Web-based applications for tablet devices like the iPad tend to store their data in the cloud, whereas netbook users tend to store their applications and data on the device, he said.
He believes there's only a small overlap in functionality between the two types of device.
Still, Asus plans to launch its own Eee Pad tablet PC, at the Computex Taipei 2010 electronics trade show, in June.
Asus plans a few versions of the Eee pad. "The first phase will use Microsoft software," Shen said.
But the launch could be delayed if there isn't enough market enthusiasm for tablets at that time, he said.
The company is working on content agreements for the Eee Pad when it launches.
Asus sold 2.5 million laptops in the first quarter of 2010 and it forecast shipments will rise as much as 10 percent quarter-on-quarter in the second quarter.
The company also shipped 1.6 million Eee PC, but said shipments of the popular netbooks will rise as much as five percent in the second quarter.
The company raised its full-year shipment forecast for laptops and Eee PCs this year to 18 million, up 50 percent over last year and better than the previous target of 16 million.

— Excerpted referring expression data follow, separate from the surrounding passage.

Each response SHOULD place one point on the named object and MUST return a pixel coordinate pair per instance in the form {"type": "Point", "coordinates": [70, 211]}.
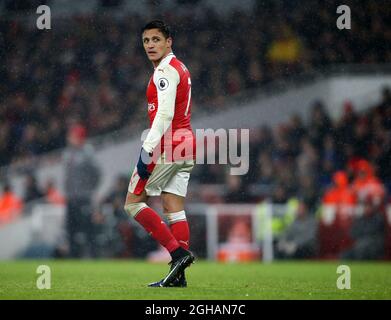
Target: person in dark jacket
{"type": "Point", "coordinates": [81, 180]}
{"type": "Point", "coordinates": [368, 233]}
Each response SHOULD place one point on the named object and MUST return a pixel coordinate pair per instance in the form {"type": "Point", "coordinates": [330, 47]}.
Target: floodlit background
{"type": "Point", "coordinates": [316, 99]}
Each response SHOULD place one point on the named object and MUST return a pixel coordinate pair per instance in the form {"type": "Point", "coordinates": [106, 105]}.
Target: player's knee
{"type": "Point", "coordinates": [174, 217]}
{"type": "Point", "coordinates": [132, 209]}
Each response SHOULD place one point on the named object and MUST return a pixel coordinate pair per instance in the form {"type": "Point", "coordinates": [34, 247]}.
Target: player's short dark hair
{"type": "Point", "coordinates": [160, 25]}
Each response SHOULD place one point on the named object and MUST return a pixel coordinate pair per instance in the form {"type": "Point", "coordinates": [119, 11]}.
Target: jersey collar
{"type": "Point", "coordinates": [166, 60]}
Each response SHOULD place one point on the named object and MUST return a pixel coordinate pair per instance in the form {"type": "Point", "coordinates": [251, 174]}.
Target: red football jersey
{"type": "Point", "coordinates": [172, 72]}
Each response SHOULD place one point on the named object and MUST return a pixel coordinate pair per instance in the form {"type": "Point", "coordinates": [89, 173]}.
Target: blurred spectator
{"type": "Point", "coordinates": [368, 233]}
{"type": "Point", "coordinates": [299, 240]}
{"type": "Point", "coordinates": [32, 191]}
{"type": "Point", "coordinates": [94, 72]}
{"type": "Point", "coordinates": [236, 190]}
{"type": "Point", "coordinates": [11, 205]}
{"type": "Point", "coordinates": [366, 184]}
{"type": "Point", "coordinates": [53, 195]}
{"type": "Point", "coordinates": [81, 180]}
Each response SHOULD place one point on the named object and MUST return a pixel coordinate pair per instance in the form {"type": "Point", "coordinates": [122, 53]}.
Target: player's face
{"type": "Point", "coordinates": [156, 46]}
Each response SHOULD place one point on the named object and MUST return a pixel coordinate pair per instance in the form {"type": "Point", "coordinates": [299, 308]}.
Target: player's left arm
{"type": "Point", "coordinates": [166, 81]}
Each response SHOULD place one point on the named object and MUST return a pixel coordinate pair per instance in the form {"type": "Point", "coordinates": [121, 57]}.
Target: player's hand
{"type": "Point", "coordinates": [142, 164]}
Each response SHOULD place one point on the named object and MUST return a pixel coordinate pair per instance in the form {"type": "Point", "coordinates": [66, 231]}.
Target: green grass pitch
{"type": "Point", "coordinates": [127, 279]}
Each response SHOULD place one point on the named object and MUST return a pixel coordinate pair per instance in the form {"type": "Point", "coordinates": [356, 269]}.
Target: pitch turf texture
{"type": "Point", "coordinates": [127, 279]}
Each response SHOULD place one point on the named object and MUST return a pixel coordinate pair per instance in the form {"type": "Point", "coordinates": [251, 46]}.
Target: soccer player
{"type": "Point", "coordinates": [167, 154]}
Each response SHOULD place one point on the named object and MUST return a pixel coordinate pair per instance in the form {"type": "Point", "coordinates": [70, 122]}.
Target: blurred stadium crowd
{"type": "Point", "coordinates": [92, 69]}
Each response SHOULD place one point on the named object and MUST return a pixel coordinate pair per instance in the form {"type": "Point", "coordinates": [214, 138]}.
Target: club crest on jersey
{"type": "Point", "coordinates": [162, 84]}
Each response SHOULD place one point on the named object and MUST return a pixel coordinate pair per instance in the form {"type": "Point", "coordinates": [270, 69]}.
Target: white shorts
{"type": "Point", "coordinates": [165, 177]}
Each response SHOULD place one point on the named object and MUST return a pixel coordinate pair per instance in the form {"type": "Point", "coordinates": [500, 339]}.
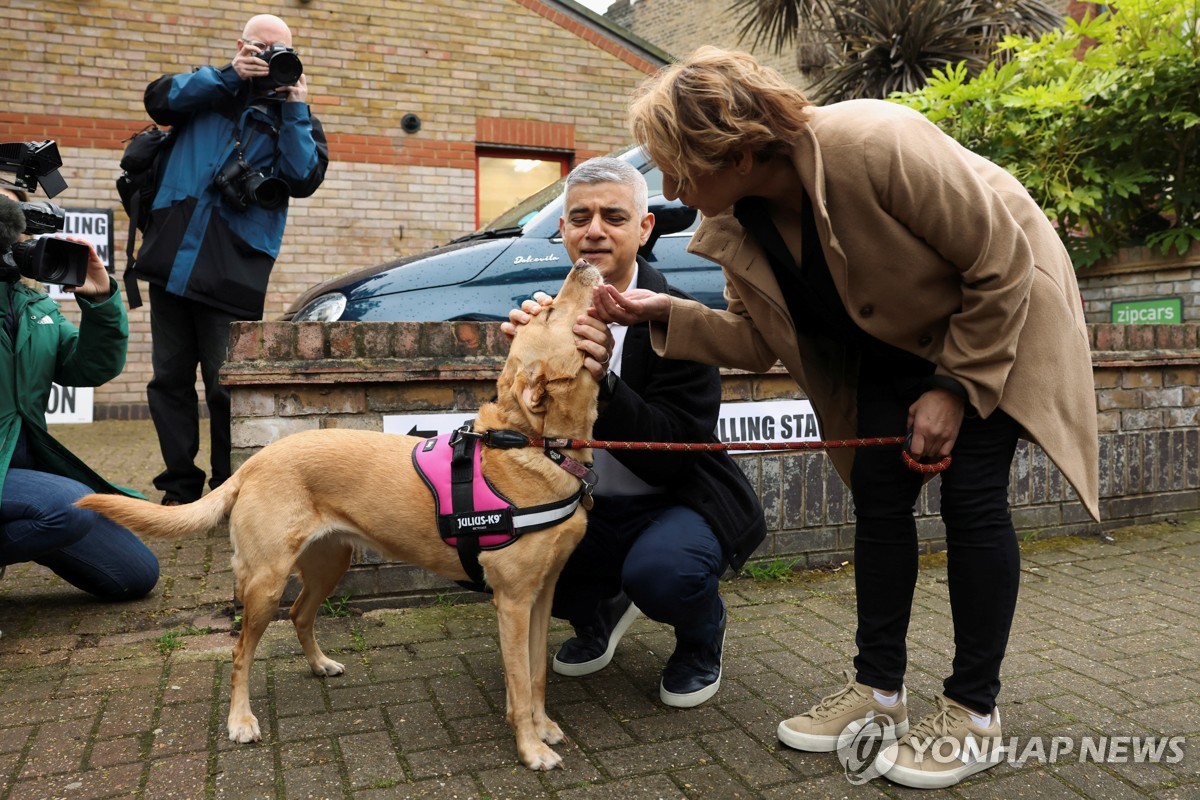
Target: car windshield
{"type": "Point", "coordinates": [526, 209]}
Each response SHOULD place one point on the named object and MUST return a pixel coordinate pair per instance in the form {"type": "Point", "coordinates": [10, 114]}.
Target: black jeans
{"type": "Point", "coordinates": [983, 567]}
{"type": "Point", "coordinates": [184, 335]}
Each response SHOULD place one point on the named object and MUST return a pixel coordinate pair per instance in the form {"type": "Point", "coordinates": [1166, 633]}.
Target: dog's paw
{"type": "Point", "coordinates": [541, 758]}
{"type": "Point", "coordinates": [550, 733]}
{"type": "Point", "coordinates": [245, 729]}
{"type": "Point", "coordinates": [328, 667]}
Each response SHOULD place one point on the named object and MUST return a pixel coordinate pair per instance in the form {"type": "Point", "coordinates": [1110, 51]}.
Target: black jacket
{"type": "Point", "coordinates": [663, 400]}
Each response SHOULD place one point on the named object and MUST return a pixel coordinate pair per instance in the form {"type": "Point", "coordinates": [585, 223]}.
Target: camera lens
{"type": "Point", "coordinates": [268, 192]}
{"type": "Point", "coordinates": [52, 260]}
{"type": "Point", "coordinates": [285, 68]}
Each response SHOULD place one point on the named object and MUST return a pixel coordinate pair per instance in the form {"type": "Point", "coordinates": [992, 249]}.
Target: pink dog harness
{"type": "Point", "coordinates": [472, 515]}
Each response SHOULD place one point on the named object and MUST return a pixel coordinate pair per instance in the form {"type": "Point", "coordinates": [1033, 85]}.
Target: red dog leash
{"type": "Point", "coordinates": [711, 446]}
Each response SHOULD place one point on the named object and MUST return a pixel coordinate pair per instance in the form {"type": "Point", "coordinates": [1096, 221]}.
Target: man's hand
{"type": "Point", "coordinates": [298, 92]}
{"type": "Point", "coordinates": [935, 420]}
{"type": "Point", "coordinates": [635, 306]}
{"type": "Point", "coordinates": [96, 286]}
{"type": "Point", "coordinates": [594, 338]}
{"type": "Point", "coordinates": [247, 65]}
{"type": "Point", "coordinates": [528, 310]}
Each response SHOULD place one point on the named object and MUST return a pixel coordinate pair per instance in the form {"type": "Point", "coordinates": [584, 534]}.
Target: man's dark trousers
{"type": "Point", "coordinates": [185, 334]}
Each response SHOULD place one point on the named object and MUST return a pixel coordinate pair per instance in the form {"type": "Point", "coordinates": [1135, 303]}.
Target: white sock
{"type": "Point", "coordinates": [983, 722]}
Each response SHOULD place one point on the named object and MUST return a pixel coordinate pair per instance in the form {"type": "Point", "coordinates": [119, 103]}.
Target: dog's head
{"type": "Point", "coordinates": [544, 382]}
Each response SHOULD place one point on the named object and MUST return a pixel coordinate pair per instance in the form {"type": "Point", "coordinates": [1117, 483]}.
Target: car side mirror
{"type": "Point", "coordinates": [670, 217]}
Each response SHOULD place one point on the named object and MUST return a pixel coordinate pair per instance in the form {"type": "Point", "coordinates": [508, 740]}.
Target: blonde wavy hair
{"type": "Point", "coordinates": [693, 115]}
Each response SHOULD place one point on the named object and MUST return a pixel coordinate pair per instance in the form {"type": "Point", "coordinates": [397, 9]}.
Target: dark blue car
{"type": "Point", "coordinates": [489, 272]}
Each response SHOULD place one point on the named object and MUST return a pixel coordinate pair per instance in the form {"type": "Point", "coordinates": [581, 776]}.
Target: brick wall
{"type": "Point", "coordinates": [1141, 274]}
{"type": "Point", "coordinates": [516, 72]}
{"type": "Point", "coordinates": [288, 378]}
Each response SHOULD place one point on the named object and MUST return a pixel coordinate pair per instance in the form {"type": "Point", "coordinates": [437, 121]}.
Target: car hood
{"type": "Point", "coordinates": [430, 269]}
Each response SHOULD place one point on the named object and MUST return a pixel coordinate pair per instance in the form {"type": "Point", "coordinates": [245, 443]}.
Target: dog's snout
{"type": "Point", "coordinates": [588, 274]}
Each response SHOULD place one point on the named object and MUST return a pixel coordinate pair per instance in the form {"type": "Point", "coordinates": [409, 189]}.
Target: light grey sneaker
{"type": "Point", "coordinates": [943, 749]}
{"type": "Point", "coordinates": [841, 715]}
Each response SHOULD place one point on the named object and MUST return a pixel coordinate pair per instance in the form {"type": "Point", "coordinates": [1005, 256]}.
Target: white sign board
{"type": "Point", "coordinates": [766, 421]}
{"type": "Point", "coordinates": [94, 226]}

Shen said component sourcing has been a headache this year, with prices of some key components rising fast and tight supplies in the market.
Price increases in DRAM has had the biggest impact on Asus's business so far, while tight supplies of memory chips and LCD screens have been an issue.
Asus plans to start signing contracts to ensure a stable supply of DRAM at set prices, instead of sourcing from the spot market, Shen said.